TRITON-2308: vmware(coal) images broken since 20220410T022206Z


Issue Type:Bug
Priority:5 - Low
Created at:2022-05-21T04:24:49.963Z
Updated at:2022-05-24T01:28:28.519Z


Created by:Brian Bennett
Reported by:Brian Bennett
Assigned to:Brian Bennett


With the release of 20220505, we’ve discovered that the vm won’t boot anymore due to a hash mismatch. Tracing it back, the earliest build exhibiting this issue is 20220410T022206Z. What’s extremely concerning is that we can’t find anything correlating to this change. There were no changes to smartos-live, illumos-joyent, or sdc-headnode. In fact, the 20220409T022215Z and 20220410T022206Z headnode builds are even both using the same platform image, 20220407T171243Z. And since they’re using the same platform image, the boot files should be identical. It’s also concerning that the headnode usb, and smartos usb images don’t have this issue, and SmartOS.vmwarevm images (after being corrected for OS-8386) does not have this issue.


Comment by Brian Bennett
Created at 2022-05-21T04:33:00.979Z

I booted up a 0310 headnode vmwarevm that I also copied the 0505 broken vmdk into so that I could examine it.

The boot_archive.hash is 4f8467fa264150f93fb3ffd647f57dff01a8a2b0, and the hash of the boot_archive for a working platform image is also 4f8467fa264150f93fb3ffd647f57dff01a8a2b0. The hash of the boot_archive on the broken 0505 vmwarevm image is 24387b1963889193d5e9cebe454fb305a734de2f.

Comment by Brian Bennett
Created at 2022-05-21T04:54:31.765Z
Updated at 2022-05-21T04:56:06.186Z

The MNX jenkins wasn’t created until 2022-04-14, and updates.tdc wasn’t created until 2022-05-03, so neither of those can be an issue either.

Comment by Brian Bennett
Created at 2022-05-24T01:26:31.262Z
Updated at 2022-05-24T01:28:28.443Z

As inexplicably as this started, it seems to have gone away on its own. This is particularly concerning, but now that the issue can’t be replicated, I don’t really know what to do about it.

For posterity, the first failing build is 20220410T022206Z. The last failing build is 20220521T022448Z.

Should this issue ever come up again, this ticket hopefully can provide some guidance.
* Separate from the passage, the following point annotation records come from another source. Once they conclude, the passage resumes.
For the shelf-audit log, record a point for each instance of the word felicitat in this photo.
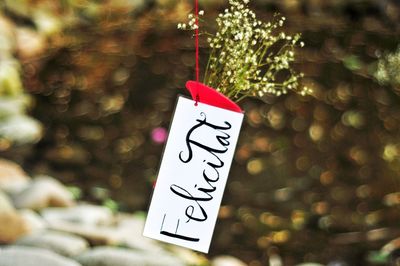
(193, 172)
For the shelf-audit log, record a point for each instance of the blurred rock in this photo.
(43, 192)
(110, 256)
(62, 243)
(12, 226)
(6, 206)
(33, 221)
(81, 214)
(12, 177)
(21, 129)
(10, 80)
(13, 105)
(227, 261)
(28, 256)
(129, 230)
(96, 235)
(188, 256)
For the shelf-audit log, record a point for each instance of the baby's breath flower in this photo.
(249, 57)
(243, 63)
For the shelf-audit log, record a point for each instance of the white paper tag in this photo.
(193, 174)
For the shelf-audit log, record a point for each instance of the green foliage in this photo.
(249, 57)
(388, 69)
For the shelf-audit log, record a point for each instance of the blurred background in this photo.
(88, 87)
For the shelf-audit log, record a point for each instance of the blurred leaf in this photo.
(352, 62)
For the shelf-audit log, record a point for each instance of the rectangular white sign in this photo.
(193, 174)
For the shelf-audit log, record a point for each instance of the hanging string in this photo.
(196, 4)
(197, 39)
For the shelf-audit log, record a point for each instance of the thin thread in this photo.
(197, 49)
(197, 40)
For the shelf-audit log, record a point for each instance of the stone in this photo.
(62, 243)
(28, 256)
(81, 214)
(43, 192)
(34, 222)
(21, 129)
(112, 256)
(96, 235)
(6, 206)
(12, 177)
(129, 231)
(225, 260)
(12, 227)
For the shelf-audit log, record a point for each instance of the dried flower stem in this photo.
(250, 58)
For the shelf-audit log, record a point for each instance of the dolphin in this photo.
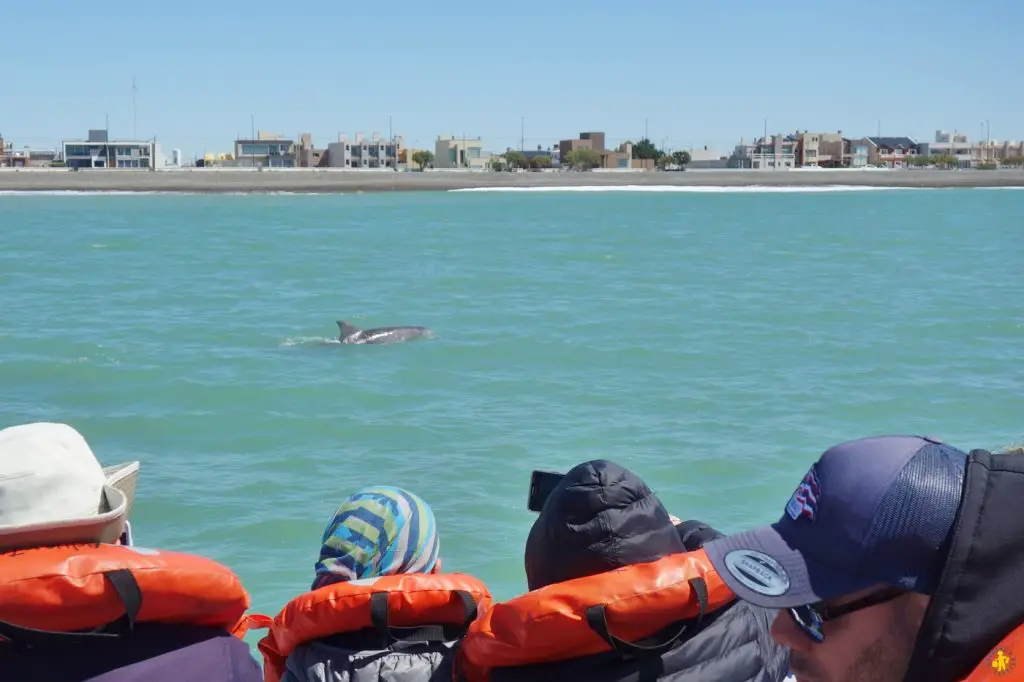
(352, 334)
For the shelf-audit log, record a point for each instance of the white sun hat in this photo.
(54, 492)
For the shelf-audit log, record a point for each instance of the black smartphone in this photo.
(126, 538)
(541, 485)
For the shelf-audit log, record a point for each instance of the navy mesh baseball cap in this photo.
(868, 511)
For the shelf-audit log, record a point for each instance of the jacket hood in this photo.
(977, 601)
(599, 517)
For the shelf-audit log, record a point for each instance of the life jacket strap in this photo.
(598, 621)
(425, 633)
(127, 589)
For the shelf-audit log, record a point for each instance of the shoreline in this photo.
(347, 181)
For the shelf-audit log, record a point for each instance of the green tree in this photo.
(584, 159)
(645, 150)
(422, 158)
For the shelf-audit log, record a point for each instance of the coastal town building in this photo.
(308, 156)
(705, 159)
(994, 152)
(956, 145)
(97, 151)
(829, 151)
(364, 154)
(772, 153)
(620, 158)
(266, 151)
(891, 152)
(452, 152)
(551, 153)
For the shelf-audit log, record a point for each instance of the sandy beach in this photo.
(314, 180)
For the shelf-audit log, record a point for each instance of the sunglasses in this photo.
(811, 617)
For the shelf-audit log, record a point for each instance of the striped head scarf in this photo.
(378, 530)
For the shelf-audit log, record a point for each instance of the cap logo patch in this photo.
(804, 502)
(758, 571)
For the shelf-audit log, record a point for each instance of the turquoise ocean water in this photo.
(713, 342)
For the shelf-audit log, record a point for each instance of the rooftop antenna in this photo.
(134, 116)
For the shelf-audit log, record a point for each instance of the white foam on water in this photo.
(695, 189)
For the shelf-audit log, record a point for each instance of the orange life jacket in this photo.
(52, 591)
(408, 600)
(1005, 663)
(592, 614)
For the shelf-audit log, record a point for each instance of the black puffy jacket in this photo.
(600, 517)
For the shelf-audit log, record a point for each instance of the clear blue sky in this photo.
(700, 73)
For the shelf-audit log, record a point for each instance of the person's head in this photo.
(854, 558)
(378, 530)
(53, 491)
(599, 517)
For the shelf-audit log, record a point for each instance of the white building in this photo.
(451, 152)
(946, 144)
(364, 154)
(98, 152)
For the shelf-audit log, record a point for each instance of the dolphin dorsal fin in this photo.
(346, 329)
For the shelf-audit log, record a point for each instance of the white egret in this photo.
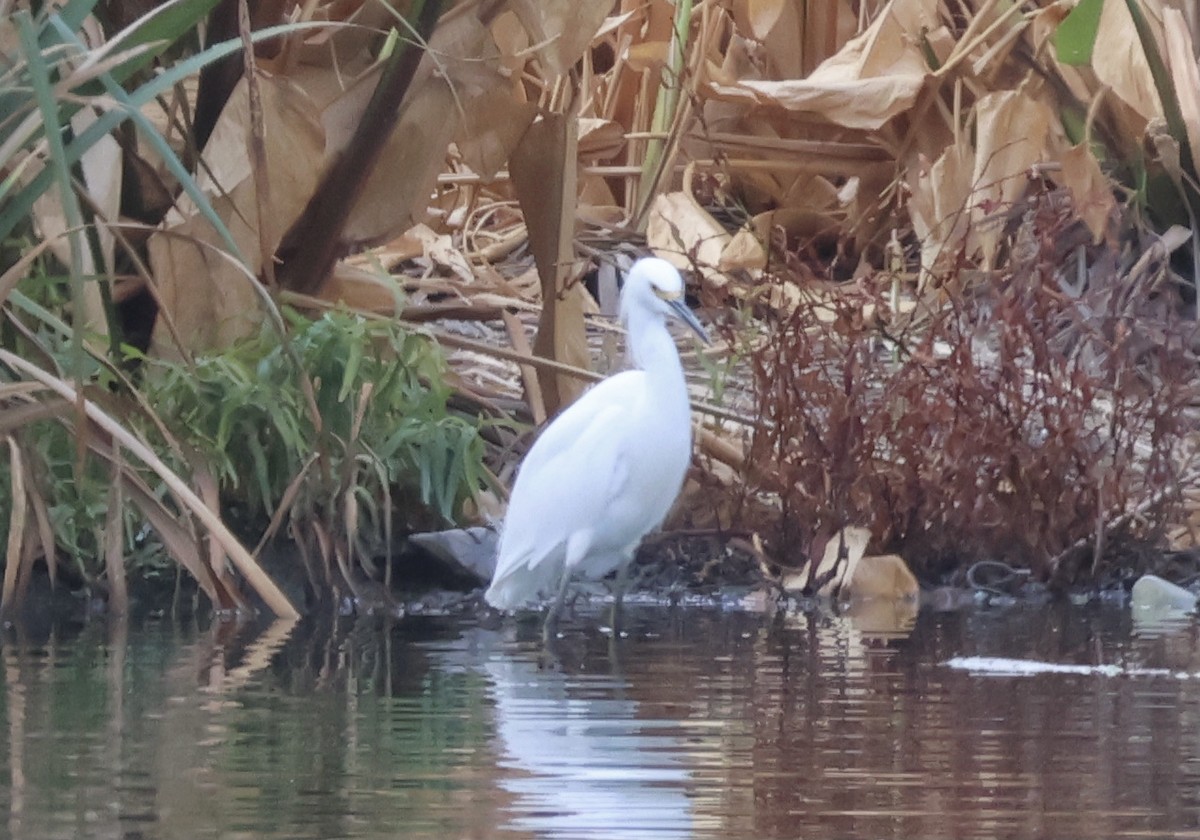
(607, 469)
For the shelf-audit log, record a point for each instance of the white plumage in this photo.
(607, 469)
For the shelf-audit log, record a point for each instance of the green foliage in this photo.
(381, 417)
(1075, 37)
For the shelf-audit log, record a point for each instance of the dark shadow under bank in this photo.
(689, 570)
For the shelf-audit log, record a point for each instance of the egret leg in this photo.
(619, 587)
(556, 609)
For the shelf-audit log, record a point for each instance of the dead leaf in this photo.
(1090, 189)
(1120, 61)
(684, 234)
(871, 79)
(208, 297)
(1012, 130)
(545, 171)
(883, 576)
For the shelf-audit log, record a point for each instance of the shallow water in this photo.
(699, 724)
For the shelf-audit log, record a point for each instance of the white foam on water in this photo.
(999, 666)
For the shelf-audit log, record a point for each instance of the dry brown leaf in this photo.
(600, 139)
(1090, 189)
(744, 252)
(871, 79)
(883, 576)
(684, 234)
(1120, 61)
(1012, 130)
(208, 297)
(940, 203)
(559, 29)
(759, 17)
(545, 172)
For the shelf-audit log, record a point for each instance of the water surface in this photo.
(696, 724)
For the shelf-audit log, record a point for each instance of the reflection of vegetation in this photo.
(336, 426)
(345, 731)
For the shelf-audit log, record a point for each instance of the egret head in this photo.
(654, 287)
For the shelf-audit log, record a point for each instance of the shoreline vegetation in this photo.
(311, 275)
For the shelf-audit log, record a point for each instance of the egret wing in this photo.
(573, 473)
(583, 421)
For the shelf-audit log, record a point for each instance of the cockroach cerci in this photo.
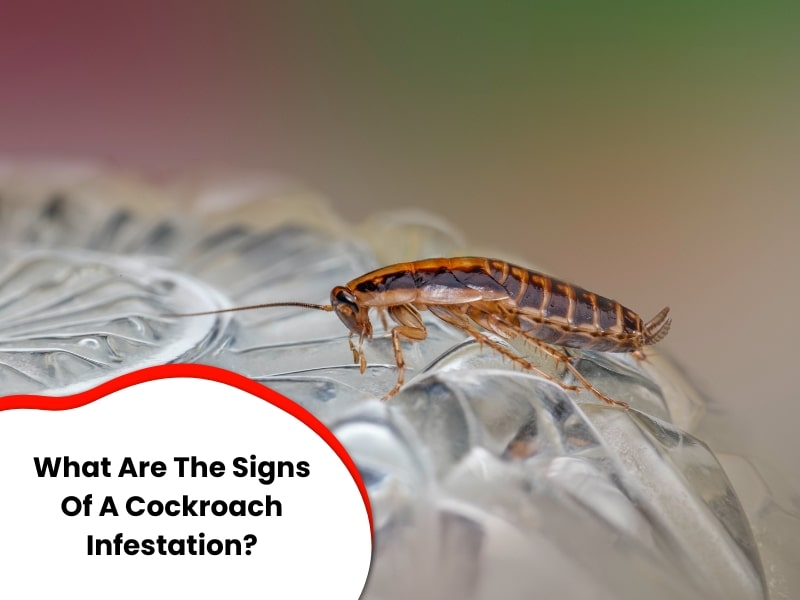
(480, 295)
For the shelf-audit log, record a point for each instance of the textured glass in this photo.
(485, 481)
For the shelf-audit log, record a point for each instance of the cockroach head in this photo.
(351, 314)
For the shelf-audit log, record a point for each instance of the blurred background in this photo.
(649, 153)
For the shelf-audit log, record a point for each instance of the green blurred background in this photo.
(647, 152)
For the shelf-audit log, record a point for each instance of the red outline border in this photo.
(196, 371)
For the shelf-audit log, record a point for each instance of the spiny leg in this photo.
(494, 323)
(411, 328)
(567, 360)
(459, 320)
(358, 353)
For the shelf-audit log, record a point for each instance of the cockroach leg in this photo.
(413, 334)
(451, 316)
(567, 360)
(353, 349)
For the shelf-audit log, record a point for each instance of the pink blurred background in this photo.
(650, 156)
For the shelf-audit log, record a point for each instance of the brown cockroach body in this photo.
(478, 295)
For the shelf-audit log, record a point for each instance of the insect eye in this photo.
(344, 297)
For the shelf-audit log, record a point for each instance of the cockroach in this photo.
(480, 295)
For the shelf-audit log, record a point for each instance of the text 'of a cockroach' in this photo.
(479, 295)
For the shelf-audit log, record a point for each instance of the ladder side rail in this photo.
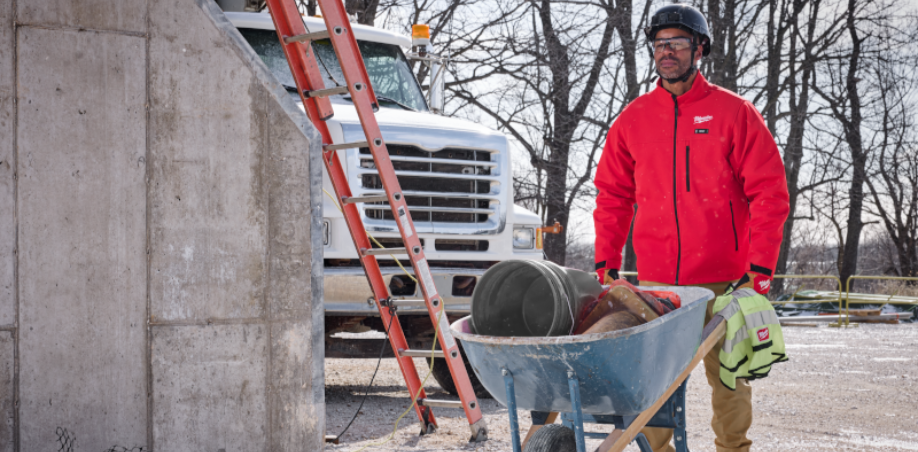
(298, 58)
(364, 100)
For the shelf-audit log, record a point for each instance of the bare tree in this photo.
(544, 67)
(893, 183)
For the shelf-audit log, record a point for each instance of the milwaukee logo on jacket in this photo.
(708, 181)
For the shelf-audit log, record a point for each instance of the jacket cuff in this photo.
(761, 270)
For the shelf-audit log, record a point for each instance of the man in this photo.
(705, 171)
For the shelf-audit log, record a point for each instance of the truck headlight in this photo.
(523, 237)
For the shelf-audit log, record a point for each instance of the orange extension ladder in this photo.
(296, 41)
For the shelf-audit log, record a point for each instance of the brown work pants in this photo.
(732, 409)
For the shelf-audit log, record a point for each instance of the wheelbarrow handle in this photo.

The way builds for sdc-headnode work, is that we call make all which depends on coal gz-tools ipxe. We don’t actually ever call make usb (but that target should work). In order for coal to be built, it needs a copy of the USB image, and since one doesn’t exist, build-coal-image will call build-usb-image. Once that’s done, we dd out the rootfs from the resultant image so that we can mount it and copy in the devtools, dd the updated rootfs back to the usb image and then copy the image into the vmwarevm directory. The usb image created in this process is the final image that gets uploaded to manta. There’s no separate usb build step.

The only thing going on here is system commands: dd, cp, mv, all controlled by bash. The fact that this had:

makes this one of the most perplexing issues I’ve ever dealt with. And now that the problem has vanished as mysteriously as it started, there’s no way to make progress on it.

If you’re dealing with broken headnode builds and have ended up here looking for answers, I deeply apologize that the only thing I can provide you, dear reader, is more questions. If this had not happened to myself, I would not believe it. I bid you good luck.